Man wins lawsuit against ex-boss who refused to pay him for attending online meetings outside work hours
A man scored a legal victory against his former boss who refused to pay him overtime compensation for attending online meetings beyond his shift.
According to a report by the South China Morning Post, the man, identified as Wang, was hired by an engineering firm in July 2020 and was fired in June 2023.
He filed an arbitration application as he sought more than 80,000 yuan (P638,987) of unpaid overtime fees from the company, reasoning that he had been required to apply for online training sessions that took place after his working hours.
According to him, he was asked to make a “voluntary donation” of 200 yuan (P1,597) if he opted not to attend the virtual sessions.
The company refused to acknowledge that the online trainings were part of overtime work as any overtime arrangements needed to be approved by the management first.
They also argued that the employees were only tasked to log on to the online sessions without being mandated to speak, listen, or participate.
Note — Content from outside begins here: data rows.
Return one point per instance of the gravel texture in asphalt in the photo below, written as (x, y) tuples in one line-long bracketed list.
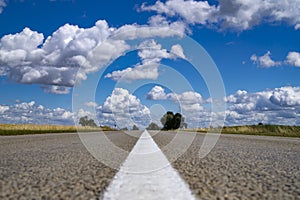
[(54, 166), (240, 167), (58, 166)]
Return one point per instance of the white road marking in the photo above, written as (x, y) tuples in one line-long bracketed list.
[(147, 174)]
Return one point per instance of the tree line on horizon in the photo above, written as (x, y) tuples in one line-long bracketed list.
[(169, 121)]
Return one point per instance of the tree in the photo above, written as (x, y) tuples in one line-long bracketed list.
[(85, 121), (171, 121), (167, 120), (153, 126), (135, 128)]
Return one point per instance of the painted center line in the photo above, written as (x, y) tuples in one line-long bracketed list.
[(147, 174)]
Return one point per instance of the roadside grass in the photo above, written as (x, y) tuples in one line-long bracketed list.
[(24, 129), (264, 130)]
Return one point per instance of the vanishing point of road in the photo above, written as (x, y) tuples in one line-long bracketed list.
[(58, 166)]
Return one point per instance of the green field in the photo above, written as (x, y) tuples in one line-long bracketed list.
[(267, 130), (24, 129)]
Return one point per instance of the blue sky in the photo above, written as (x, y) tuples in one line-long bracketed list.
[(45, 45)]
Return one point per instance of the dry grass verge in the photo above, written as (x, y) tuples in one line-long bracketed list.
[(24, 129)]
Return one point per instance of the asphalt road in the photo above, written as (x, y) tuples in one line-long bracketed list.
[(58, 166)]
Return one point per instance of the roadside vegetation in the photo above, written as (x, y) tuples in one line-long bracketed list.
[(24, 129), (260, 129)]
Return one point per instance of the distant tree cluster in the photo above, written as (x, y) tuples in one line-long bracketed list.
[(171, 121), (135, 128), (85, 121), (153, 126)]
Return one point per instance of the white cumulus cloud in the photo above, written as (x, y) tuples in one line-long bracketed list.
[(71, 52), (293, 58), (150, 54), (2, 5), (277, 106), (124, 110), (264, 60)]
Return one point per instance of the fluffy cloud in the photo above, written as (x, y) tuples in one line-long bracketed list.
[(124, 110), (293, 58), (233, 14), (71, 52), (265, 60), (91, 104), (278, 106), (150, 54), (194, 12), (30, 112), (56, 89)]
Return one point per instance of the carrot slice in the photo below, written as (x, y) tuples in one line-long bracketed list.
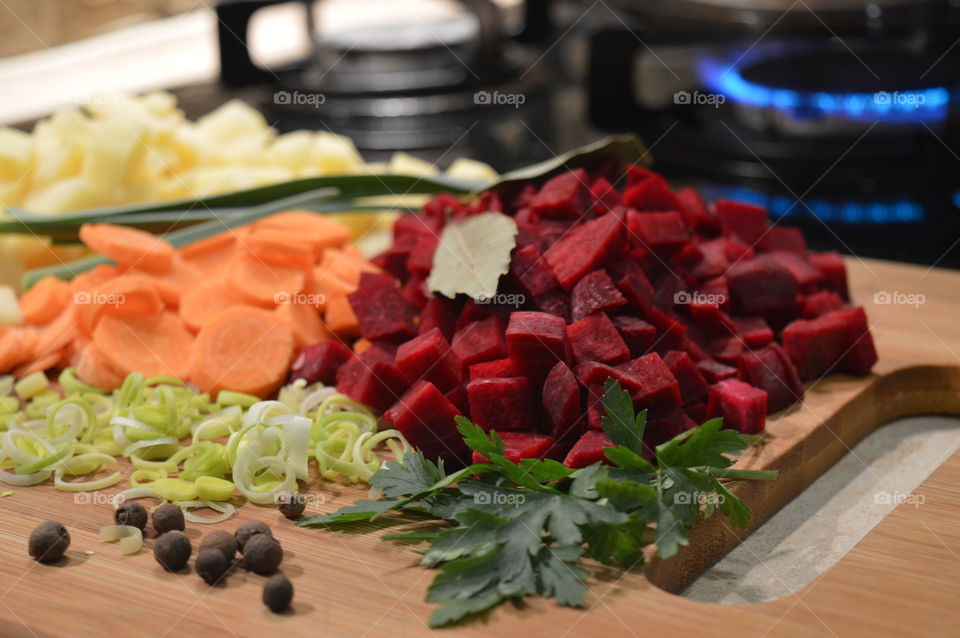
[(305, 322), (94, 368), (128, 247), (264, 285), (206, 301), (340, 318), (47, 299), (243, 349), (154, 345)]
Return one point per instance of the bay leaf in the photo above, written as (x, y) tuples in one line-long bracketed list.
[(472, 256)]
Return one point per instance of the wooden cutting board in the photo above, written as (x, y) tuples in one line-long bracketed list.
[(902, 579)]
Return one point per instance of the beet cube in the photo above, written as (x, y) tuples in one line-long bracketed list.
[(742, 406), (565, 196), (585, 248), (502, 404), (318, 363), (381, 310), (693, 387), (658, 387), (772, 371), (561, 403), (595, 293), (838, 341), (430, 358), (595, 338), (480, 341), (588, 450), (754, 331), (744, 221), (831, 265), (532, 273), (426, 419), (536, 341), (521, 445), (636, 333)]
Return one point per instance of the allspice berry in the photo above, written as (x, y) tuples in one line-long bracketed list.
[(248, 529), (262, 554), (277, 593), (172, 550), (132, 514), (292, 504), (48, 542), (212, 566), (221, 541), (167, 518)]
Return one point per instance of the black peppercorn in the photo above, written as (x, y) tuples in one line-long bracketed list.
[(172, 550), (48, 542), (292, 504), (262, 555), (277, 593), (212, 566), (248, 529), (132, 514), (222, 541), (167, 518)]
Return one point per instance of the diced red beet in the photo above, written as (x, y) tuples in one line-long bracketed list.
[(658, 387), (738, 219), (760, 286), (834, 272), (318, 363), (493, 369), (536, 341), (430, 358), (561, 403), (633, 283), (588, 450), (532, 273), (819, 303), (651, 195), (565, 196), (742, 406), (663, 233), (586, 248), (714, 371), (426, 419), (771, 370), (605, 196), (381, 310), (439, 313), (693, 387), (502, 404), (480, 341), (754, 331), (595, 293), (636, 333), (377, 384), (838, 341), (521, 445), (595, 338)]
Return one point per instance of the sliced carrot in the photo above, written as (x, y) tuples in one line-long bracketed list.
[(243, 349), (153, 345), (128, 247), (94, 368), (340, 318), (206, 301), (312, 228), (264, 285), (305, 321), (47, 299)]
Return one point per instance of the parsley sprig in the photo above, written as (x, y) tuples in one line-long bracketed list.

Because of this, they claimed that there was no proof that the employees were actually working as they attended the conferences.
Moreover, the donation policy was claimed to be unrelated from the training activities.
After Wang's arbitration application was rejected, he subsequently took the matter to court, which ruled that the evidence he provided was sufficient to prove that the company made him attend the training sessions beyond his regular working hours.
On the firm's argument that employees were not mandated to do any actual work other than to log on, the court still ruled that the sessions encroached on the worker’s personal time.
They also noted that the existence of a donation policy meant that the sessions were indeed a requirement.
“These activities occurred after working hours, with the employee lacking the option to decline participation. Therefore, they should be classified as overtime,” the court stated.
With these, they ordered the company to give Wang a total of 19,000 yuan (P151,861) as overtime pay.